Judge Bibas denied Thomson Reuters’s motion for summary judgment on its copyright infringement claim, finding that a dispute of fact existed over how closely WestLaw’s headnotes resemble uncopyrightable judicial opinions, as well as over whether Ross’s questions were substantially similar to WestLaw’s headnotes. Judge Bibas also denied both sides’ motions for summary judgment on Ross’s fair use defense. On Thomson Reuters’s tortious interference claims, Judge Bibas determined that while one claim was preempted, the other two must go to a jury. Finally, Judge Bibas entered summary judgment for Thomson Reuters on a number of Ross’s affirmative defenses.

Key Takeaway Concerning Fair Use

Critically, in denying the parties’ cross-motions for summary judgment on Ross’s fair use defense, the court concluded that the purpose and character of Ross’s use of WestLaw’s headnotes must be determined by contested facts. Ross had argued that intermediate copying caselaw is applicable and supports a finding of fair use. Such caselaw holds that users who copy material to discover unprotectable information or as a “minor step” in creating a new product are engaging in fair use. However, the court reasoned that whether such caselaw was applicable depended on a disputed fact: Did Ross’s AI only use WestLaw headnotes to learn language patterns such that its search engine can produce judicial opinion quotes, or does its AI use the headnotes to replicate the creative expression of WestLaw’s attorney editors in drafting those headnotes?

The court opined that if Ross’s AI only studied language patterns in WestLaw headnotes to learn how to produce judicial opinion quotes, which are unprotected, then such use was “transformative.” (As the court later noted, in assessing the substantiality of Ross’s copying, “if Ross’s AI works the way that it says, it is likely fair use because it produces only the opinion, not the original expression.”) However, the court acknowledged that if Thomson Reuters is correct that Ross trained its AI on WestLaw headnotes in order to replicate the creative drafting of those headnotes, then Ross’s copying was not merely an “intermediate” “minor step” toward a transformative use. Importantly, the court observed that “[h]ow Ross’s AI works and what output it produces remain disputed.”

The court’s unwillingness to choose between these dueling positions has implications for lawsuits challenging the use of copyrighted material to train generative AI systems.
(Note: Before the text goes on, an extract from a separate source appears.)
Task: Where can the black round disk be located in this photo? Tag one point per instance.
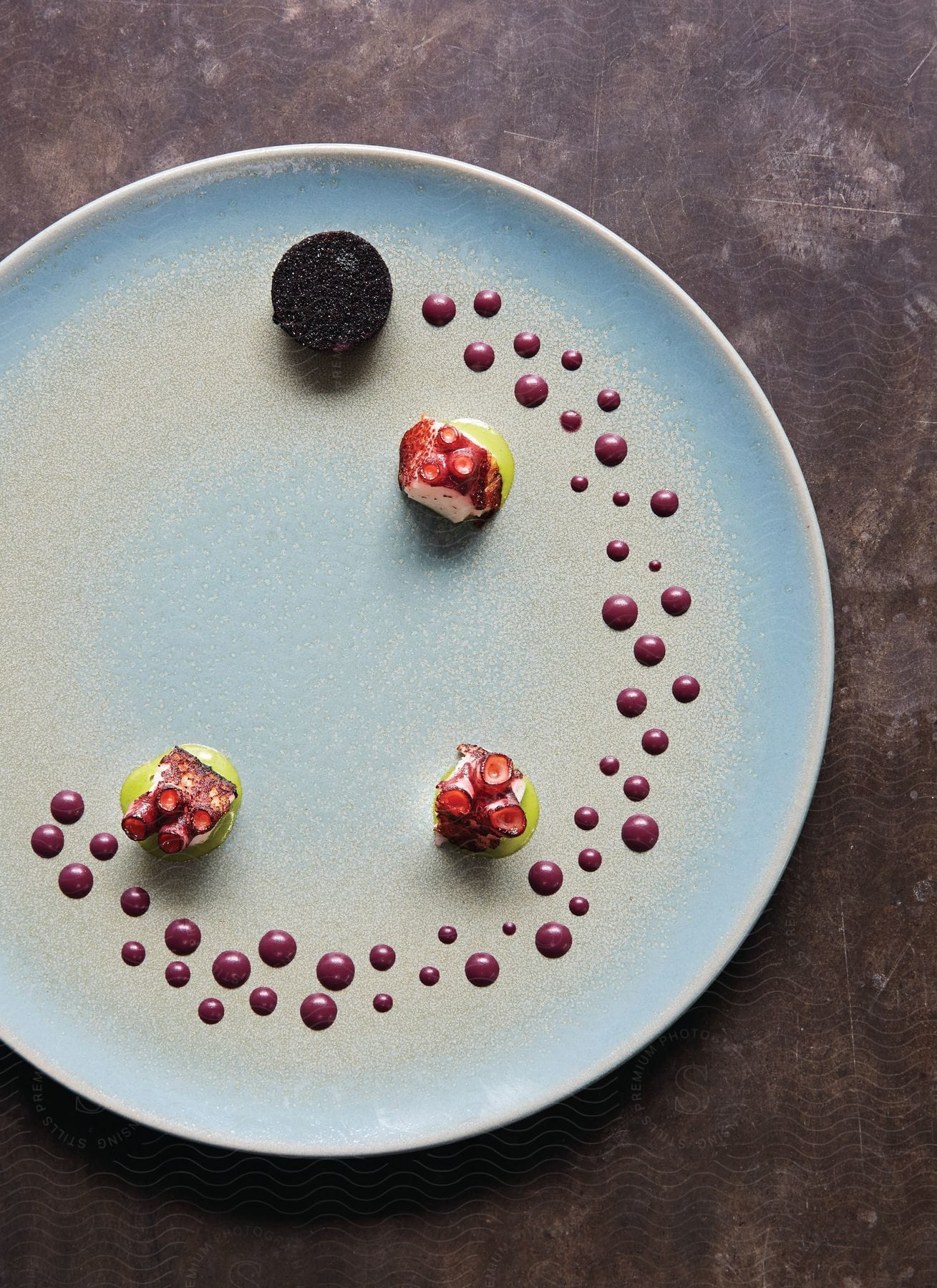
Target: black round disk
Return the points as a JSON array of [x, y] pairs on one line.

Indeed, as noted above, there are currently other technology companies defending AI copyright suits by relying on the fair use defense. Many of these technology companies have submitted public comments in response to the U.S. Copyright Office’s August 2023 notice of inquiry on copyright and AI, staking out a position that the use of copyrighted materials is for analysis of statistical relationships (e.g., between words and how they are used in writing), much like the act of reading a book and learning the facts and ideas within it.
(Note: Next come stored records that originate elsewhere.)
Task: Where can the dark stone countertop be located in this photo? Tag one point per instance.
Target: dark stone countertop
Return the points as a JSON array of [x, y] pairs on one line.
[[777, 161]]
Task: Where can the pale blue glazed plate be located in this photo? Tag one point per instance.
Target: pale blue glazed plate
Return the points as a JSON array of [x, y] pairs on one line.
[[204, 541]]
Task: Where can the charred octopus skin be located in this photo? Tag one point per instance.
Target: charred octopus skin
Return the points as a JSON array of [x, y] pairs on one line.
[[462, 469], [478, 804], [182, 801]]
In short, many more jury trials will be required if judges must refrain from deciding whether the purpose of a generative AI system’s use of copyrighted material to learn language patterns is to produce a new product or to replicate the creative expression of the copyrighted material. Here, the output of Ross’s AI remains disputed in part because its output so closely resembles the copied WestLaw headnotes (which themselves closely resemble the judicial opinions analyzed).

However, perhaps judges may be more inclined to decide the purpose of a generative AI system’s use of copyrighted material to conduct statistical analysis when the output of the AI is markedly different, like the amalgamations of a text-to-image generator. In any case, companies developing generative AI systems, particularly those that train on material scraped from the internet, should be careful to emphasize (and consistently document) that the purpose of their systems’ machine learning is not to copy the creative expression of the scraped material, but that the training is an intermediate minor step toward creating something wholly new.